Le rapport parle de la mise en place d'un partenariat pour l'innovation dans le domaine des matières premières. D’autres voies indiquées sont la substitution, les changements de mode de vie et les innovations sociales telles que l'éco-leasing et le partage.

Le rapport plaide pour la fixation d'objectifs préliminaires : un objectif d'efficacité des ressources de 3 % par an et la réduction de l'utilisation des ressources à 6-10 tonnes par personne et par an d'ici à 2050.

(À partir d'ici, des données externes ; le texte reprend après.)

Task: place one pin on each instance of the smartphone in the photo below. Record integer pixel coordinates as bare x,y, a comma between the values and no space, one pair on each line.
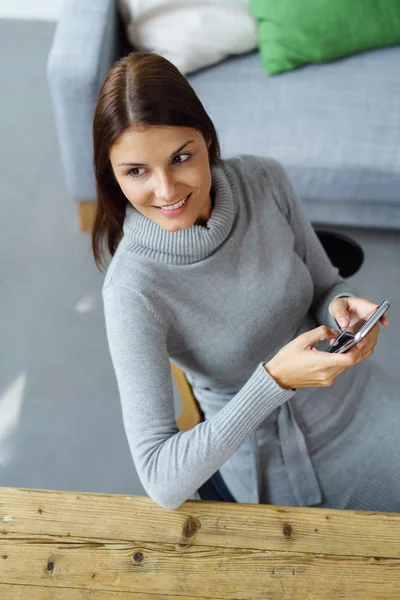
355,332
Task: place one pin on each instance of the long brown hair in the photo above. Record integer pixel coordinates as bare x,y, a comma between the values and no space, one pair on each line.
141,89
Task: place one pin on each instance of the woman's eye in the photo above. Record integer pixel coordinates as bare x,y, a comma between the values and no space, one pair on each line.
135,171
184,154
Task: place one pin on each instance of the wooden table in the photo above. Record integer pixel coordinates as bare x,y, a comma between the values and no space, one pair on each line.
71,545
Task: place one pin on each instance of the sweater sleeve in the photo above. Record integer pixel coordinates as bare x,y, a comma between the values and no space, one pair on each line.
328,284
171,464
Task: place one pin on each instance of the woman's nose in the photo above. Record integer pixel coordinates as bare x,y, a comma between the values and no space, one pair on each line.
165,188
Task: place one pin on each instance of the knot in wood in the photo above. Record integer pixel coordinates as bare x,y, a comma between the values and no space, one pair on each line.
191,527
50,566
138,557
287,530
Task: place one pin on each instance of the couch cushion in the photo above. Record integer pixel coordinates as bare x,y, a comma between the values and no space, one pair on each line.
295,32
335,127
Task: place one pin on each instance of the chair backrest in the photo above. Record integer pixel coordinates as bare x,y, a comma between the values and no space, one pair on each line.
191,413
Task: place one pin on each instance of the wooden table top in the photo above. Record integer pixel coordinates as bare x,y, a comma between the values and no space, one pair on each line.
72,545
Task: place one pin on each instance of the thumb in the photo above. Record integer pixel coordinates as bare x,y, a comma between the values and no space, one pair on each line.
341,315
309,338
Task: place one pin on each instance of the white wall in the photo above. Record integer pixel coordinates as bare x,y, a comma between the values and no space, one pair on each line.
44,10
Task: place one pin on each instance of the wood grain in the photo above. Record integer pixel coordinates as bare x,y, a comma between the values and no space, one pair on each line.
86,215
79,543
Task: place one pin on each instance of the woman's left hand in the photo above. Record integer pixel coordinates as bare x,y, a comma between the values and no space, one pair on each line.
346,310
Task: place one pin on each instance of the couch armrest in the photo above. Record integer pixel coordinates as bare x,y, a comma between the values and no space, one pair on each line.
84,47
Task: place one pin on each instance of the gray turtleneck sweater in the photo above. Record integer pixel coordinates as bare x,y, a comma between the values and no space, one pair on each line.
220,300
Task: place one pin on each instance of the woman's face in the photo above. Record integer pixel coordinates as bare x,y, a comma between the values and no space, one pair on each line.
165,174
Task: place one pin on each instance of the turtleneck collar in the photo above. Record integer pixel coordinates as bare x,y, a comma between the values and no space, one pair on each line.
147,238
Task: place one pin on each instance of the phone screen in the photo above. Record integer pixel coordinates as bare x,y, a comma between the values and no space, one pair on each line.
347,336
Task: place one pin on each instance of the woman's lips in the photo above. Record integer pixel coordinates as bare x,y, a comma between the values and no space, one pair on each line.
176,211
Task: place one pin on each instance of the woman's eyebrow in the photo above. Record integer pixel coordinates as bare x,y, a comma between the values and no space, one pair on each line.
130,164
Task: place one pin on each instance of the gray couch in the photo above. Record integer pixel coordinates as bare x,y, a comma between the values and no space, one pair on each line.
335,127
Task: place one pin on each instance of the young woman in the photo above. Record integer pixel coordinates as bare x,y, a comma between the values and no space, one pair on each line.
215,267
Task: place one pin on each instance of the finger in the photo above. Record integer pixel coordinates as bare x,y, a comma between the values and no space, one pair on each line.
362,307
309,338
384,320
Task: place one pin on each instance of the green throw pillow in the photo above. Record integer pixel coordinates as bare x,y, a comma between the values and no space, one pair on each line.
292,33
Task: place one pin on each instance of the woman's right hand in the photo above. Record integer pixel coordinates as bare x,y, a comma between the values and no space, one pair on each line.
299,364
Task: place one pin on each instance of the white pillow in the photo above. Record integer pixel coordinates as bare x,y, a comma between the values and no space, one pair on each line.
191,34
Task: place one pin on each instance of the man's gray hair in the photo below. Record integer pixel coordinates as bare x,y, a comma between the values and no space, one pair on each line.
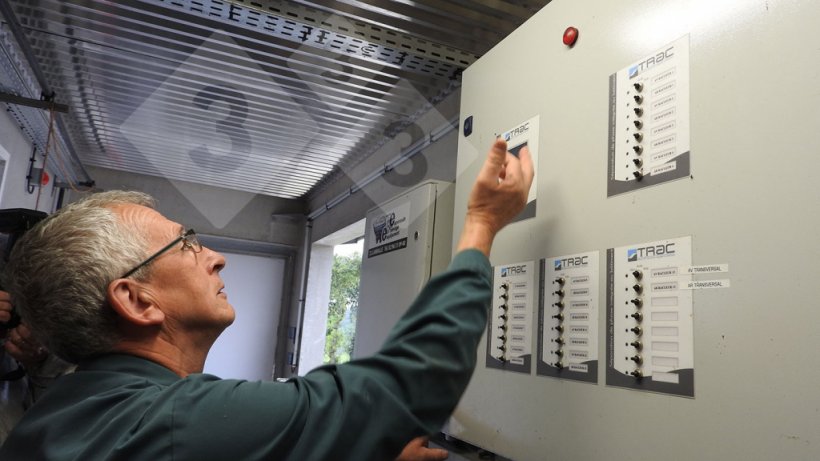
59,271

Une diplomatie européenne dans le domaine des matières premières

Une diplomatie européenne dans le domaine des matières premières est incontournable pour Reinhard Bütikofer, car "l'Union devra continuer à s'en remettre à ses fournisseurs extérieurs pour obtenir des matières premières". Une telle diplomatie miserait sur des partenariats mutuellement avantageux pour les pays riches en ressources et pour l'Union elle-même. Ici, "la Chine s'impose dans la mesure où elle produit la majeure partie des terres rares essentielles". Le rapport suggère une approche différenciée en fonction du développement économique des pays concernés. Il propose également des regroupements industriels d'entreprises d'extraction et de construction dans le cadre d’une approche "ressources en échange de technologies et de savoir-faire". Le rapport élabore aussi l’hypothèse que l’UE puisse "soutenir de manière autre que financière une holding des matières premières regroupant un grand nombre d'entreprises européennes pour l'approvisionnement en matières premières."

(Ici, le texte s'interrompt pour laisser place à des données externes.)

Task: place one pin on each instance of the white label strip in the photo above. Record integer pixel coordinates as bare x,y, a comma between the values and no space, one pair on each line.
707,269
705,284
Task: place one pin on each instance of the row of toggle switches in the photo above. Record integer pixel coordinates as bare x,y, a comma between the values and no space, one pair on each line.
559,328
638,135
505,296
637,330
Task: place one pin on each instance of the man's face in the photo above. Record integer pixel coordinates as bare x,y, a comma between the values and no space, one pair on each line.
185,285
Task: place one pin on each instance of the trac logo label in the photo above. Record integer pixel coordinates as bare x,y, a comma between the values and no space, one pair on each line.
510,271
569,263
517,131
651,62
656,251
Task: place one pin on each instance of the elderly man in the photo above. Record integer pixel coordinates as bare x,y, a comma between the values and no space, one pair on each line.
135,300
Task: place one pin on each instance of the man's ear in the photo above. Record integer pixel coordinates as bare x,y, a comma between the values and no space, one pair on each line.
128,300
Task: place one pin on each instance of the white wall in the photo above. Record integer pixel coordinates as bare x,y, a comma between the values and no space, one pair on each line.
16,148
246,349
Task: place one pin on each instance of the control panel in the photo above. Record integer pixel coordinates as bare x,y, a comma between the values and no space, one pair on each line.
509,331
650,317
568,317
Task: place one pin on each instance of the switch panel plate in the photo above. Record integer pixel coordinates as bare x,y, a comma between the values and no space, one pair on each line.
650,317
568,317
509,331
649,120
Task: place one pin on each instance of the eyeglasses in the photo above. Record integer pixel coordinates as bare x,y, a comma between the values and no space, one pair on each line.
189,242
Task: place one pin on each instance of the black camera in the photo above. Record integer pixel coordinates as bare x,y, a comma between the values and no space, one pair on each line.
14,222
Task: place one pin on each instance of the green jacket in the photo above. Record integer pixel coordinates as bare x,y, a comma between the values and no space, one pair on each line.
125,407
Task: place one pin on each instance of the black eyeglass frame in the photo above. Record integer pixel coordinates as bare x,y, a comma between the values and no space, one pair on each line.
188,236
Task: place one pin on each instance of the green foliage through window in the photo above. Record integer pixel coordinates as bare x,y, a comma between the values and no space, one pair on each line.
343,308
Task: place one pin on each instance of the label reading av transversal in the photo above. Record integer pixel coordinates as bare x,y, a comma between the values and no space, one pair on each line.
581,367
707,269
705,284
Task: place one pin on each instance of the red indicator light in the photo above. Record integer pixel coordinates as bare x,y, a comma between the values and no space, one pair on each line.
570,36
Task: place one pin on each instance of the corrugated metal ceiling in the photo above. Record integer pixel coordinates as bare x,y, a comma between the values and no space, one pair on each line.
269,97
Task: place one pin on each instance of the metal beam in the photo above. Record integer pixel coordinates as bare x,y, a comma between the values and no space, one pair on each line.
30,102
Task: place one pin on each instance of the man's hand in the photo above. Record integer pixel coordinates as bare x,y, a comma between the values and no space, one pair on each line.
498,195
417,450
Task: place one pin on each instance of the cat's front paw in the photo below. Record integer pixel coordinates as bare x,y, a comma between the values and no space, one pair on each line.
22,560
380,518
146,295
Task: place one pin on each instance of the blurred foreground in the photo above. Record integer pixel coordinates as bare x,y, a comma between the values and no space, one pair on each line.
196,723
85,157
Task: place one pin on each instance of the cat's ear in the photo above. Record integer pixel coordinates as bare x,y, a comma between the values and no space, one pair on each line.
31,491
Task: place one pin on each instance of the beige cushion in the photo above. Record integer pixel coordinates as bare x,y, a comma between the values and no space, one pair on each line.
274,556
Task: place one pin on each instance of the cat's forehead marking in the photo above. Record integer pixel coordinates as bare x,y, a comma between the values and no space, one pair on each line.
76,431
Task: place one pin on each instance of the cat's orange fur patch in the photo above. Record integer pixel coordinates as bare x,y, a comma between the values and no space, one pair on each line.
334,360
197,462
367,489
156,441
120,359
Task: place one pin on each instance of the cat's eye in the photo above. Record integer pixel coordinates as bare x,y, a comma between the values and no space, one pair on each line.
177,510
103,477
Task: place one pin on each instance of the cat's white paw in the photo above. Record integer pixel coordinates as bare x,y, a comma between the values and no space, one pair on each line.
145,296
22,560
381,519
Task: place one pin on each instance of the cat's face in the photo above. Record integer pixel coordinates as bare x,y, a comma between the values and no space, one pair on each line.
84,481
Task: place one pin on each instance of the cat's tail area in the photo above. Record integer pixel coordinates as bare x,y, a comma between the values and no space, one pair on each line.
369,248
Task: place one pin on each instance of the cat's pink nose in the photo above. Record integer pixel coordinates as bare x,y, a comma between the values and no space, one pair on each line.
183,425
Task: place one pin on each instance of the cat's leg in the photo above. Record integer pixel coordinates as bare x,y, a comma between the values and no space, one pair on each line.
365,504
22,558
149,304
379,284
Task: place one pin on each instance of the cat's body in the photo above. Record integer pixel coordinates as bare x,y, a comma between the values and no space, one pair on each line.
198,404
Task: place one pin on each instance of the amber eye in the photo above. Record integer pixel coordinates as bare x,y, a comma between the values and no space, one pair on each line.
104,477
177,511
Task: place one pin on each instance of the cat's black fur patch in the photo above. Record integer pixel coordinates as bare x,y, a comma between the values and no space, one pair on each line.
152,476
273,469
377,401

Aussi, "la Commission devrait veiller à ce que les entreprises de l'UE respectent les normes environnementales et sociales dans leurs activités à l'extérieur » et « exiger des entreprises qu'elles révèlent si elles s'approvisionnent dans des régions de conflit et (…) qu'elles divulguent leurs paiements en faveur de gouvernements étrangers afin d'accroître la transparence et d'assurer la bonne gouvernance". L’UE devrait finalement "aider les pays riches en ressources à résoudre des problèmes réels tels que le déséquilibre en matière d'information qui caractérise la négociation de contrats portant sur les matières premières et l'extraction, étant donné que de nombreux gouvernements n'ont pas l'expertise nécessaire pour évaluer leurs ressources naturelles et éprouvent dès lors des difficultés à négocier des marchés avantageux." Enfin, l'Union européenne devrait regrouper les travaux avec d'autres pays industrialisés et émergeants afin de créer des synergies incluant l'OCDE, le G20, une coopération concrète aux États-Unis et au Japon.

Claude Turmes commente

L’eurodéputé vert luxembourgeois Claude Turmes a commenté le rapport de son collègue : "Nos exploitations minières au Luxembourg, ce sont nos vieux PC et nos téléphones portables qui dorment dans nos tiroirs. (…) D’après Eurostat, le Luxembourg est en 2009, avec le compostage de plus d’un cinquième de ses déchets communaux, en tête de peloton. Mais ses taux de recyclage sont encore très moyens. Un tiers des déchets communaux seulement ont été recyclés. L’Allemagne a déjà atteint les 50 %."